At last week’s Philadelphia Perl Mongers meeting, I asked what’s new and exciting in Perl since I last used it exclusively, circa Perl 5.6. Walt chimed in with say, a command that prints an expression and adds a new line at the end. New and exciting?
Other languages have always had separate commands to display strings with or without newlines at the end. Embedding escape codes like \n or using Perl’s smarts around concatenating and contextualizing work fine, so a separate command isn’t necessary like in some of those other languages with print and println or write and writeln. “So why now?” I asked.
Some of the semi-glib responses to my follow-up touched on the venerated trait of laziness among Perl programmers and joking about doing more with less (i.e., two less characters from print to say). I say semi-glib because both of these comments hold kernels of truth about Perl that originally drew me to the language and explain my continued frustration with the “newer” languages that I now have to call bread and butter.

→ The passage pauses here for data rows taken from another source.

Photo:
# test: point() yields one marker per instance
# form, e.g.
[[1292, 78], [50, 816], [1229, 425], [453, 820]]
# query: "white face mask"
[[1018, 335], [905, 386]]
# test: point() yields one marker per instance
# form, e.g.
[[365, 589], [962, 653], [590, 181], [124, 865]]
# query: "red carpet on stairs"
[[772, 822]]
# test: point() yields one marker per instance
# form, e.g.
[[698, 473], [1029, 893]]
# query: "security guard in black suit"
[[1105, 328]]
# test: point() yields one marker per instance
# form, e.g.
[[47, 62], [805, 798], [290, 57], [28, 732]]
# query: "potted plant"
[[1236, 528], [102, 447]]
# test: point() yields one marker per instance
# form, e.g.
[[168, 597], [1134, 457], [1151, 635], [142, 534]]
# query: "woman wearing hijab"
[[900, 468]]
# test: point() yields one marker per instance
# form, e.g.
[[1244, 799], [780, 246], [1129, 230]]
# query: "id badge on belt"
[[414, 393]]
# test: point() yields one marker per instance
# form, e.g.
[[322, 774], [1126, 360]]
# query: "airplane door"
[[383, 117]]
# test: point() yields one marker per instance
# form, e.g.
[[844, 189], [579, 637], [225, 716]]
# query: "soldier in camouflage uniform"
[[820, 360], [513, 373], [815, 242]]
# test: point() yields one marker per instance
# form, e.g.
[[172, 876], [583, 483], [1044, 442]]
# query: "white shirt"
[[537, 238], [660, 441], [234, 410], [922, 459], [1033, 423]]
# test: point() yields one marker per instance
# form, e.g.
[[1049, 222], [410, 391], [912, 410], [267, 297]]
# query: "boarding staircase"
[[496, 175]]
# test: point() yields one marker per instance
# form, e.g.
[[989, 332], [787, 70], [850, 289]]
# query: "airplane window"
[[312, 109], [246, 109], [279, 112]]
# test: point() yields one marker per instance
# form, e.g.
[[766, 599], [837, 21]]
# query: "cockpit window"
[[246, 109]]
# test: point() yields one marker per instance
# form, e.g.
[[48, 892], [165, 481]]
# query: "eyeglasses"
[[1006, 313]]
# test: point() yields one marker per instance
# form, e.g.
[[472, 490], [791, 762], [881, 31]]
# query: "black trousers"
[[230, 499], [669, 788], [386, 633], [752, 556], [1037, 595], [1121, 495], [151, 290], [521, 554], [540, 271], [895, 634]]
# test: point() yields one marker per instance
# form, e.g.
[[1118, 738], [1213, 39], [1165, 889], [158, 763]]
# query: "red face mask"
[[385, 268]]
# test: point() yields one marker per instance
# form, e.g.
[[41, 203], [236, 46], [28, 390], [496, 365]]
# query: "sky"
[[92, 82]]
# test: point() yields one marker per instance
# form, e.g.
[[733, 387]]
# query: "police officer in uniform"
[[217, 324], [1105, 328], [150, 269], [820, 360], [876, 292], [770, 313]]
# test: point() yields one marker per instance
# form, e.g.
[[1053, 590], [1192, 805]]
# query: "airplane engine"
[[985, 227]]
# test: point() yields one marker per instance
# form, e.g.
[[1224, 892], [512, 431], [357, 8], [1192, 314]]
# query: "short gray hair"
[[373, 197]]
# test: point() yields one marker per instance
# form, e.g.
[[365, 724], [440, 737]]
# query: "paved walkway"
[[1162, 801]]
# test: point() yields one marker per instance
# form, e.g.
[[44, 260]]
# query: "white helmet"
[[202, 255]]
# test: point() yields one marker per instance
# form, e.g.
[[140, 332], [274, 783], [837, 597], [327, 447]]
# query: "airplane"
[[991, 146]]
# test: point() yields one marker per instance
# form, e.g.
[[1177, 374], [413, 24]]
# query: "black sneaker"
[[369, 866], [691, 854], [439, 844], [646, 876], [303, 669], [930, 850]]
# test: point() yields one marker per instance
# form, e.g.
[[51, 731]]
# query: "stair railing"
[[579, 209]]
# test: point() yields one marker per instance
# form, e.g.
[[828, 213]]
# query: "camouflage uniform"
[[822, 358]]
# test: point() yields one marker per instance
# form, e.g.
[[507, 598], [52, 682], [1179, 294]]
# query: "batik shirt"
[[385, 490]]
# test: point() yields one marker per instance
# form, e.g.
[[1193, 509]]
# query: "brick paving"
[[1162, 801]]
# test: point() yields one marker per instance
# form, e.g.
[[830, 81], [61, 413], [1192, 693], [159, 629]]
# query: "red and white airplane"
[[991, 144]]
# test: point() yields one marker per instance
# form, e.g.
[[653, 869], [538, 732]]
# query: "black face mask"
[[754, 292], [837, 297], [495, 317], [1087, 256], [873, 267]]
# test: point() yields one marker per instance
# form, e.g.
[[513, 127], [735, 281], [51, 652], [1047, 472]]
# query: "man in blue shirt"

Perl has always been a programming language for the lazy, proud, and impatient. From personal experience, I’m more likely to use print with a “\n” than without, so that little extra work spread out over the thousands and thousands of print “…” does add up. There is some sense in having a command whose default mode includes a linefeed.
Perl has also always been a language about packing–functionally and semantically. That’s earned it a reputation of being hackish or too clever for itself, but anything taken to an extreme can be bad. My experience supports the perlish idea that less code written is less code to debug or relearn later. Some languages, especially those fond of methods on literal strings instead of operators, provide flexibility at the cost of verbosity and ugliness. The idea of packing more capability into two less characters is very, very Perl.
There’s talk of trying to reinvigorate the Perl base and recover some of the mindshare (and subsequent marketshare) that Perl’s lost over the last decade. I don’t think say will convince legions of .Net or Java programmers to switch, but I’ll definitely use it my next script.
From the Perldocs on say:
- say FILEHANDLE LIST
- say LIST
- say
Just like print
, but implicitly appends a newline. say LIST
is simply an abbreviation for { local $\ ="\n"; print LIST }
.
This keyword is available only when the “say” feature is enabled: see feature.